The SCRAM is the insertion into the fuel core boron carbide control rods that basically absorbs neutrons and ultimately causes the reactor to shut down. After a reactor shutdown, there is residual heat being generated from the core. This is called decay heat and it is caused by the decay of fission products that were created during operation of the reaction. This decay heat occurs for a long time, getting water to the reactor core is critical to ensure that the fuel does not get too hot. When the fuel gets too hot, the zirconium cladding that surrounds and the fuel pellets heats up to over 2000 degrees F, which causes the zirconium to chemically interact with the water to create hydrogen. This hydrogen is vented out of the reactor vessel out through the containment into the secondary containment. I believe the accumulation of hydrogen and an ignition from a DC power source caused the explosions in the secondary containment.

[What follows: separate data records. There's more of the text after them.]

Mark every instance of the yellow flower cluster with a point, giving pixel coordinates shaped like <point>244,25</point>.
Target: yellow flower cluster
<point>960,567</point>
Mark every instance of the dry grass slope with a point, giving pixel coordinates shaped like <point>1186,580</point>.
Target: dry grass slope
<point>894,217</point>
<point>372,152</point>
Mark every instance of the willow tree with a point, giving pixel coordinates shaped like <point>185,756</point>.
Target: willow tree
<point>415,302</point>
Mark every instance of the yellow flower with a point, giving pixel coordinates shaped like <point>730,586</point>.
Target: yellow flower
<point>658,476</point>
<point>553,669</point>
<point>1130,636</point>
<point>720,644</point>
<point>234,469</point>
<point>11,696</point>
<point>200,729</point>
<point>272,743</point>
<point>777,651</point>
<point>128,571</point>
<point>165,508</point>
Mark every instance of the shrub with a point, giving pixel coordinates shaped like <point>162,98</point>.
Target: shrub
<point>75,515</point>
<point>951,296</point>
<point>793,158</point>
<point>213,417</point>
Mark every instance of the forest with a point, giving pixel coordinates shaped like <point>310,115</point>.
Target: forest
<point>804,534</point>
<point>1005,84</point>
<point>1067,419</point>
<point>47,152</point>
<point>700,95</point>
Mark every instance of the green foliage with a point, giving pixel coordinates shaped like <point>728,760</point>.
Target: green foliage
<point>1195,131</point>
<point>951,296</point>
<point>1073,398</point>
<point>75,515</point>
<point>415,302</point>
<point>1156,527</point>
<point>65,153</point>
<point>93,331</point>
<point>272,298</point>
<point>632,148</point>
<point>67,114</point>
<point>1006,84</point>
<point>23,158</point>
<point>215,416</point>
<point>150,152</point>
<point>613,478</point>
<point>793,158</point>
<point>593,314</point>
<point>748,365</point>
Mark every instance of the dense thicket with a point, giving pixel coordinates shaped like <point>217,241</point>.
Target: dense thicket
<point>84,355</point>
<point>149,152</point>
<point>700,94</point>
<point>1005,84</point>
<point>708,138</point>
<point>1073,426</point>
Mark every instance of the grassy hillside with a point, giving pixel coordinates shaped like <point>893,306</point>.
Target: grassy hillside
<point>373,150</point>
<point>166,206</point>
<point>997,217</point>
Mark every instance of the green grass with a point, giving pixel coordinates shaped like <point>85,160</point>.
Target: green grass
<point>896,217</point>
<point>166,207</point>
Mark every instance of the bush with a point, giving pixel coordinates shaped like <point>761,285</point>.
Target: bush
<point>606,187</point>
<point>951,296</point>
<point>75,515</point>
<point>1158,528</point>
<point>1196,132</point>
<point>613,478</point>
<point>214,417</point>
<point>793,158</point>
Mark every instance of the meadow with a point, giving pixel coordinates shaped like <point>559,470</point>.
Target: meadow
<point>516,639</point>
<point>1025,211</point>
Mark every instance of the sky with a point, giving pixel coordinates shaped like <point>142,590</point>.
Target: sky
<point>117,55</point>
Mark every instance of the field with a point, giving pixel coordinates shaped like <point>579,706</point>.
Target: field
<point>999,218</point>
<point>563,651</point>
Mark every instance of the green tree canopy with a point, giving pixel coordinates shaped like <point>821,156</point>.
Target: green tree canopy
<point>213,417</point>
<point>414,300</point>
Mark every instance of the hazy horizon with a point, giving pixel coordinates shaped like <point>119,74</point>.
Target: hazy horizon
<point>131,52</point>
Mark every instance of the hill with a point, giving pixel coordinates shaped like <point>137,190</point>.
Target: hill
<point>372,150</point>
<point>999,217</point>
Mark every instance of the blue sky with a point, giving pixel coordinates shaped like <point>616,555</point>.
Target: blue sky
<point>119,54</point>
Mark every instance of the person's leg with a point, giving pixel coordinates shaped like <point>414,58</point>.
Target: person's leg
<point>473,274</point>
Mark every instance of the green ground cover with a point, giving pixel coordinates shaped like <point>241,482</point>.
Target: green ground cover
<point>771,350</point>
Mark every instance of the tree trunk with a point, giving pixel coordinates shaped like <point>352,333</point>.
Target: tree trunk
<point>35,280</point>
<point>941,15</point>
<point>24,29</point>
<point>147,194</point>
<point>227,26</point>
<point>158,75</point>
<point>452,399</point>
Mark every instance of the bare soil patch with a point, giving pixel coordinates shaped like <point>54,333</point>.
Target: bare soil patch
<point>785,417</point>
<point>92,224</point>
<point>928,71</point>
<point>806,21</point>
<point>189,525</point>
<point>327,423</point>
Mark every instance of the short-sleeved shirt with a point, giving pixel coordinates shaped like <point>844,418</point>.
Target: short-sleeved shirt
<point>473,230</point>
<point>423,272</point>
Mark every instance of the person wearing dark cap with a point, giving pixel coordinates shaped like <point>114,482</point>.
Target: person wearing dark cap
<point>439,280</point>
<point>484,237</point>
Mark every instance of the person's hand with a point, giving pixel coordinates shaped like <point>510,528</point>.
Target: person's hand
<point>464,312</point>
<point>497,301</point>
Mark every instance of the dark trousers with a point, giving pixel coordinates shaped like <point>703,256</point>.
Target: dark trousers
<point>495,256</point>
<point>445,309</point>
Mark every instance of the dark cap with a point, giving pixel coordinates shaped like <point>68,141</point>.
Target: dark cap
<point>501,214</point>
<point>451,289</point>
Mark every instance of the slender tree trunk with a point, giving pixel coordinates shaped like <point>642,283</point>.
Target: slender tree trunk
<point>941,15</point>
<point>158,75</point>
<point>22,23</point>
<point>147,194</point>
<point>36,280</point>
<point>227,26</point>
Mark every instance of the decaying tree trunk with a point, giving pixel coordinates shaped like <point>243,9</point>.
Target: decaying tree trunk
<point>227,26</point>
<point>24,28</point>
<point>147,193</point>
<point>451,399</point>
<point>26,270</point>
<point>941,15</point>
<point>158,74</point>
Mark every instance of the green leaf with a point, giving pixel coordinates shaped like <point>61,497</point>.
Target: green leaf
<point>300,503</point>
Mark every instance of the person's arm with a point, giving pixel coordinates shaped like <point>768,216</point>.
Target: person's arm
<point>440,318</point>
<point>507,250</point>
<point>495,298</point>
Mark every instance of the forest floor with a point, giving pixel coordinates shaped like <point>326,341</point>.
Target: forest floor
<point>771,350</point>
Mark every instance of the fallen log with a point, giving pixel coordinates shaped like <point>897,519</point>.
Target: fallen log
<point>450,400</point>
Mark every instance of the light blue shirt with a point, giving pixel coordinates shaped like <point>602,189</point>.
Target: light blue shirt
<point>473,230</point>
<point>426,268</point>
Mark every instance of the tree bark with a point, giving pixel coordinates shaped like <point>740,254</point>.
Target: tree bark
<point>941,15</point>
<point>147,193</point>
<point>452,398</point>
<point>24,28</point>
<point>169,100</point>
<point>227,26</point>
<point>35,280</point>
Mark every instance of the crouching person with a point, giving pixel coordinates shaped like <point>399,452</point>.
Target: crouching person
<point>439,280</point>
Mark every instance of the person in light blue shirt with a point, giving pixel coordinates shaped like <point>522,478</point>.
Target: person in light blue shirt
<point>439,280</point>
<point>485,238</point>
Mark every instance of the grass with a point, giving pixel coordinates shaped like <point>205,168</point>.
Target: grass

There are several components common to BWR reactors:
Fuel. Uranium is the basic fuel. Usually pellets of uranium oxide (UO2) are arranged in tubes to form fuel rods. The rods are arranged into fuel assemblies in the reactor core.

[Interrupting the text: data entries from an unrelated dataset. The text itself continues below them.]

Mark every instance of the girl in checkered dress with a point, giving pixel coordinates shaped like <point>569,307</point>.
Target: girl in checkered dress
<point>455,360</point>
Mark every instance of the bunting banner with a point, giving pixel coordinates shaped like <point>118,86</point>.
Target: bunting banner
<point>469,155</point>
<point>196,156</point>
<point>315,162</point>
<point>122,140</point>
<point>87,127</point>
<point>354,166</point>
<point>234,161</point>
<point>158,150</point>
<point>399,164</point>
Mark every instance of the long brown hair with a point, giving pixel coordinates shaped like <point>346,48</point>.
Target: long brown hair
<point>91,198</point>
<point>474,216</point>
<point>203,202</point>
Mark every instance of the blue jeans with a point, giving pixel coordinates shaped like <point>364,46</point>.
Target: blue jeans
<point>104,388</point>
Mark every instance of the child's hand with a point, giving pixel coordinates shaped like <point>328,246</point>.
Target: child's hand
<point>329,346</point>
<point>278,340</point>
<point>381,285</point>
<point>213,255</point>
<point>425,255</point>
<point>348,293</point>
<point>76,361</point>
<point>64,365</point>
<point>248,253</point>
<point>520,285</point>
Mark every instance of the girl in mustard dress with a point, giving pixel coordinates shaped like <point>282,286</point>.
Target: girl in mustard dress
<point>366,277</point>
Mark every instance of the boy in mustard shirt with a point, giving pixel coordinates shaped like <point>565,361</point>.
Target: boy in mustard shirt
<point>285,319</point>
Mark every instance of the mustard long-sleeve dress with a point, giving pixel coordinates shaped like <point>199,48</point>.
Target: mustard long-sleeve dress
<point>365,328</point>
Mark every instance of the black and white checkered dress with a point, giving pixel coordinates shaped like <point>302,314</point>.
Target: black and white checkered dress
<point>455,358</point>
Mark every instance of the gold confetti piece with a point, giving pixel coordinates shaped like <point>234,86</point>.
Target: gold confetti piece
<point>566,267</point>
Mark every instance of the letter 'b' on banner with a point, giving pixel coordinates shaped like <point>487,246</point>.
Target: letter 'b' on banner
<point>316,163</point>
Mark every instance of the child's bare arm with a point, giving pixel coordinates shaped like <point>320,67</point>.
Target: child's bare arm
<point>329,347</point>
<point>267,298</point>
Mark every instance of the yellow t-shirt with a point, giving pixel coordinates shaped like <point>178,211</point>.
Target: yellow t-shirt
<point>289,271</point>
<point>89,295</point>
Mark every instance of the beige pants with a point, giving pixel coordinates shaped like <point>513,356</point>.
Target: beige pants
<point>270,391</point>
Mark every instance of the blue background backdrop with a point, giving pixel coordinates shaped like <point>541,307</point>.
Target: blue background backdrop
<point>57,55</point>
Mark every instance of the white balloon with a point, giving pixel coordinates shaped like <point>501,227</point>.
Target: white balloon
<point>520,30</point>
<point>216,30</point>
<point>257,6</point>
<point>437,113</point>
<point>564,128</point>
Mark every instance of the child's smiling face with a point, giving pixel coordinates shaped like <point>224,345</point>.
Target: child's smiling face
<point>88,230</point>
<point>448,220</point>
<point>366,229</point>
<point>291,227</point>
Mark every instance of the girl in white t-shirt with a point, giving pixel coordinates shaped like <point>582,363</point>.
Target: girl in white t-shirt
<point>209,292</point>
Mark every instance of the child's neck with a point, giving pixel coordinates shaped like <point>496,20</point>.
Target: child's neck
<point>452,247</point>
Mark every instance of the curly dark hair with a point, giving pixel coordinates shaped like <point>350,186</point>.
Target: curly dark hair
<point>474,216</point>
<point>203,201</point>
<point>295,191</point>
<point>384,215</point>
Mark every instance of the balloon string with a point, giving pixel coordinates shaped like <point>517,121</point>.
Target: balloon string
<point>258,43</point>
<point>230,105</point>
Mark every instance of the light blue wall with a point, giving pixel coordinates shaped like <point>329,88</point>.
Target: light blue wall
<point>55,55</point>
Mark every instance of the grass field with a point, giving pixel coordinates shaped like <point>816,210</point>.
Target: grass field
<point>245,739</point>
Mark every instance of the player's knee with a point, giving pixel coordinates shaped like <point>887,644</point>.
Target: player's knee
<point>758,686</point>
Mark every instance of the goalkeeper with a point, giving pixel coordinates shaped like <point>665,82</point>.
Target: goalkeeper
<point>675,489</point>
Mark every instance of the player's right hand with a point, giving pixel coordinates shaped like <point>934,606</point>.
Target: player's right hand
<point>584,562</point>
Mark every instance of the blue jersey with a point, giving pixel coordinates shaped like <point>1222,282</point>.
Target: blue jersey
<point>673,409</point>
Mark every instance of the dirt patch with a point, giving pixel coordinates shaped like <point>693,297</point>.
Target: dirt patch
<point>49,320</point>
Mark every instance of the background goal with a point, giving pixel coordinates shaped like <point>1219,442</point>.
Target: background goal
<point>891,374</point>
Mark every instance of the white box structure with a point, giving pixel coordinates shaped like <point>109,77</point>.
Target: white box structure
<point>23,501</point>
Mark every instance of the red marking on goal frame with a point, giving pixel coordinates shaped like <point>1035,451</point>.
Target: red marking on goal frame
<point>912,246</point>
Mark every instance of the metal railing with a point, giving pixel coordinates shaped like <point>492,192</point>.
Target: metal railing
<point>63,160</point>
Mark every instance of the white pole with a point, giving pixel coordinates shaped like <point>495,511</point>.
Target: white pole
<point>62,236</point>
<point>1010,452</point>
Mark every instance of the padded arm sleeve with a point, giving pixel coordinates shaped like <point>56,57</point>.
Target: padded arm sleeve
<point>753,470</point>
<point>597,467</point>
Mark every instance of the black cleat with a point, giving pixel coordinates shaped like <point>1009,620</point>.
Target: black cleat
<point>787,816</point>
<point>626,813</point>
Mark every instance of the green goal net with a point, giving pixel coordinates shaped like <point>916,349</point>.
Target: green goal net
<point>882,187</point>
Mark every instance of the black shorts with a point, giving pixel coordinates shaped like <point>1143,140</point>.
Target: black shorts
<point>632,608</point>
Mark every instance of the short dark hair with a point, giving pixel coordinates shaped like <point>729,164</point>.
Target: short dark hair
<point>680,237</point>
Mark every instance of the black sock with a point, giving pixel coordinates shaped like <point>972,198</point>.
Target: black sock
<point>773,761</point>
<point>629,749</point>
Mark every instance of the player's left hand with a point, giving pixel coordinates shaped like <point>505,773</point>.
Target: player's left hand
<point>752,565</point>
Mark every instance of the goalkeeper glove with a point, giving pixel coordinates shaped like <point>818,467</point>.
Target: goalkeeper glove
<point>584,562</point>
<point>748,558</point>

Moderator and Coolant. This is water (H2O) that flows in the reactor core, which slows down the neutrons that are absorbed into UO2 fuel that causes fissioning and the creation of fission products that create the heat after a reactor shutdown. In a BWR the water moderator functions also as primary coolant for heat removal from the fuel rods.
Control rods. These are made with neutron-absorbing material such as boron carbide and are inserted into the core to shutdown the reactor. The quick insertion of the control rods are performed during a SCRAM, which is an automatic shutdown of the reactor usually because of some safety parameter being exceeded.
Reactor pressure vessel. Is a robust steel vessel containing the reactor core and moderator/coolant.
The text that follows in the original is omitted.